Apply Big O to common algorithms

Now we will look at production code to determine how we can optimize and analyze the efficiency of differnt algorithms under different scenarios. The first algorithm we will look at is one that determines the mean average of even numbers.

def average_of_even_numbers(array):
   sum = 0
   even_number_counter = 0

   for item in array:
      if itme.even?
         sum += item
         even_number_counter++

   return sum/even_number_counter

Given that we loop the array and considering the worst case we have to add to the sum and increment the even_number_counter each time we end up with 3N steps. If we add the constant steps of declearing the sum, even_number_counter variables and returning the average, we perform 3N + 3 steps. However, as we already know in big O we don’t include constants thus the resulting Big O notation is \(\Theta(N)\).

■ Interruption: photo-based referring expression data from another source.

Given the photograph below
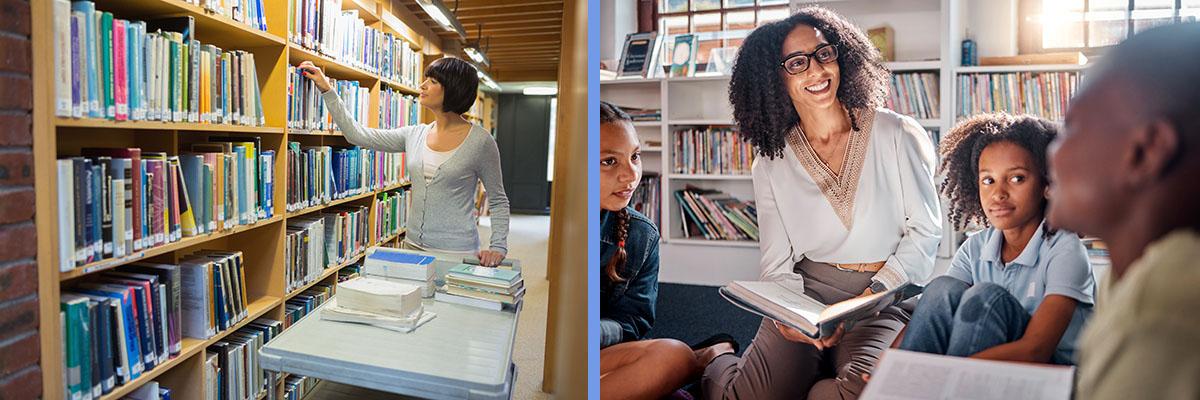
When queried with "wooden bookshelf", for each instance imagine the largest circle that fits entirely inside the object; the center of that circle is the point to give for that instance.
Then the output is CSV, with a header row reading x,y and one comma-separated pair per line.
x,y
263,242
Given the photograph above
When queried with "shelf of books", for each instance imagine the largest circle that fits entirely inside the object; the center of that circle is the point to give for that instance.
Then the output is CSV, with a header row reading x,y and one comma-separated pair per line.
x,y
193,195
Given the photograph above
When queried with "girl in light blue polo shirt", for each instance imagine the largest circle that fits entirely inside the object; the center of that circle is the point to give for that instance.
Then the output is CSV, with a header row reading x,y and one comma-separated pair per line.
x,y
1019,290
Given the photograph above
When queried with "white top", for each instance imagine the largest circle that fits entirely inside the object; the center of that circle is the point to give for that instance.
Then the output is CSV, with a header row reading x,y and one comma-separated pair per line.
x,y
433,159
892,213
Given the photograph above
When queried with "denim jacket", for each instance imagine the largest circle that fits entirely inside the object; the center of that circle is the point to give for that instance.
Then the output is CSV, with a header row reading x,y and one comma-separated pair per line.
x,y
627,308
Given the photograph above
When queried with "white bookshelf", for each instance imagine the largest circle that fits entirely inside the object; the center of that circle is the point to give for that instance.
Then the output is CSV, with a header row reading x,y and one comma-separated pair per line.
x,y
928,39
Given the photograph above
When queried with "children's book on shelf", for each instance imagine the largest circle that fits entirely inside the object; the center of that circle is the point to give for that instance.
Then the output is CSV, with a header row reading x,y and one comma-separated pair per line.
x,y
639,55
913,94
683,55
1043,94
117,202
323,27
714,215
304,303
711,150
154,70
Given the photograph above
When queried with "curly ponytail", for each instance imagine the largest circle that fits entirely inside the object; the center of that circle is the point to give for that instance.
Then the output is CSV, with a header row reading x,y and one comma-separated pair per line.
x,y
618,258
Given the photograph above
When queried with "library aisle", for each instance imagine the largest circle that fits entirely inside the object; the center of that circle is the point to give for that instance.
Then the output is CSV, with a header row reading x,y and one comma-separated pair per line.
x,y
175,193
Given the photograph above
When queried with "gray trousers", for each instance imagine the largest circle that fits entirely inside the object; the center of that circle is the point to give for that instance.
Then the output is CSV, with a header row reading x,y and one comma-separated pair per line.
x,y
777,368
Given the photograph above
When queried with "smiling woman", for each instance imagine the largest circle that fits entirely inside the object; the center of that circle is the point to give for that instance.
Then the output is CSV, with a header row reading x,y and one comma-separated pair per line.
x,y
845,200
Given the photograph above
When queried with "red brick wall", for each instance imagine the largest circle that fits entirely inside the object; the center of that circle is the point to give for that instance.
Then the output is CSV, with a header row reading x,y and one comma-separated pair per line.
x,y
19,352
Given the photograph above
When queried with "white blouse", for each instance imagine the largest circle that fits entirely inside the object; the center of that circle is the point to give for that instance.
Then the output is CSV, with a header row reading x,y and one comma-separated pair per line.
x,y
883,207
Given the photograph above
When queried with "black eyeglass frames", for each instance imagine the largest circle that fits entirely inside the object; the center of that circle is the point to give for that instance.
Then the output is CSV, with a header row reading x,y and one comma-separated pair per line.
x,y
799,61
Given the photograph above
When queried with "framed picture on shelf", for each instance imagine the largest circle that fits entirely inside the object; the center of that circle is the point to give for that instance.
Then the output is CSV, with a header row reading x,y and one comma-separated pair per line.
x,y
683,55
637,57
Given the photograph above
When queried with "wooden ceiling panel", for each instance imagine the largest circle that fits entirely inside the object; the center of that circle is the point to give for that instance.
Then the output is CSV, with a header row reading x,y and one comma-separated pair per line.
x,y
523,37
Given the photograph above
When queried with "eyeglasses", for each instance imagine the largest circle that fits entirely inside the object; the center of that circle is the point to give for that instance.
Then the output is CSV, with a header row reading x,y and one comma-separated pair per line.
x,y
798,61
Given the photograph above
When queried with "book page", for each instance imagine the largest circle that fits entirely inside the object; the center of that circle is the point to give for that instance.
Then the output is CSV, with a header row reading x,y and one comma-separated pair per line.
x,y
912,375
849,304
784,297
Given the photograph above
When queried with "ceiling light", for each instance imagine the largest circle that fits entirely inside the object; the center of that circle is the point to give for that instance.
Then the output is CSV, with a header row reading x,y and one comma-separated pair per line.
x,y
474,53
438,11
487,81
540,91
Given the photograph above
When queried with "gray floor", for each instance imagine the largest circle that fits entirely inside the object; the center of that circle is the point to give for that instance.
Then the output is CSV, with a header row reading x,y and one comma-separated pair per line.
x,y
528,238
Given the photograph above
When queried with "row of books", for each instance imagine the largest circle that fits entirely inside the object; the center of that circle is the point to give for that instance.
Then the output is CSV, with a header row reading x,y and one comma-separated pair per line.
x,y
150,390
1043,94
249,12
391,214
306,302
324,27
643,114
156,70
114,202
397,109
714,215
231,365
321,174
307,111
119,326
648,197
711,150
304,251
127,321
915,95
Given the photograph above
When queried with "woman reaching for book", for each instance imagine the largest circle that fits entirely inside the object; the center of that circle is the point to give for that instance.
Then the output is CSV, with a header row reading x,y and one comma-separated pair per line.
x,y
630,365
1019,290
445,160
845,198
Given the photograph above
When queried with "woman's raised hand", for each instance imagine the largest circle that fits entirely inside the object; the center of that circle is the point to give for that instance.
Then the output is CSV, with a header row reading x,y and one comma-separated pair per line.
x,y
316,75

For every for loop we encounter the performance of the algorithm decreases by the power of 1. 1 for loop = \(\Theta(N)\), 2 for loops \(\Theta(N^2)\), 3 for loops \(\Theta(N^3)\)

It is also worthwhile to note that whenever we have an algorithm that performs \((N-1)+(N-2)+(N-3)...+(N-M)\) it always turns out to be about \(\Theta(N^2/2)\) or \(\Theta(N^2)\).

Now we will look at algorithms that work with multiple datasets. For that, lets create an algorithm that computes the product of even numbers from two arrays.

def product_of_two_arrays(array1, array2):
   products = []

   for a in array1:
      for b in array2:
         products.push(a*b)

   return product

While we could lump both arrays together and call it all N, we face a problem where we could have arrays with different sizes. In order to understand this, lets look at 2 scenarios.

  1. (5x5) = 25 steps for 10 items N = 25
  2. (9*1) = 10 steps for 10 items N = 10

Thus the number of steps varies greatly with differently sized ararys and it becomes apparant that we have to express it as \(\Theta(N*M)\). With 2 distinct datasets that have to interact we identify both sources seperatly in terms of Big O. Big O \(\Theta(N*M)\) in this case lies in a specific range. If N is the same size as M we get \(\Theta(N^2)\). If one of the two is smaller we can express it with a single letter since we can ignore the other one resulting in \(\Theta(N)\).

Blazing fast loopup with Hash Tables

Assuming we want to build a search program, we ocul use an array that stores sub arrays with the data. The performance would be \(\Theta(N)\) for an unordered array and \(\Theta(log_2N)\) for an ordered one. However, using a hash table we can archive \(\Theta(1)\).

Most programming languages come with hash tables for fast reading which is basically a list of key and value pairs.

let menu = { "apple": 5 }

The reason search is fast is becuase hash tables use a hashing function to convert characters to numbers. There are several hash functions but they all have to meet one criteria. It mus convert the same string to the same number every time. The hash table then:

  1. hashes the key (105)
  2. directly goes to the cell 105 where the value is stored

Given that the key stores the exact location, search takes \(\Theta(1)\).

Note however, that we can only look up this fast if we know the key otherwise we end up looping the entire hash table for \(\Theta(N)\).

Since search is one directional, every key can exist only once. Thus, it can happen that key collides with another. Collision handling is very important and one way of handling it is through seperate chaining where we store a reference to an array in the cell rather than the single value.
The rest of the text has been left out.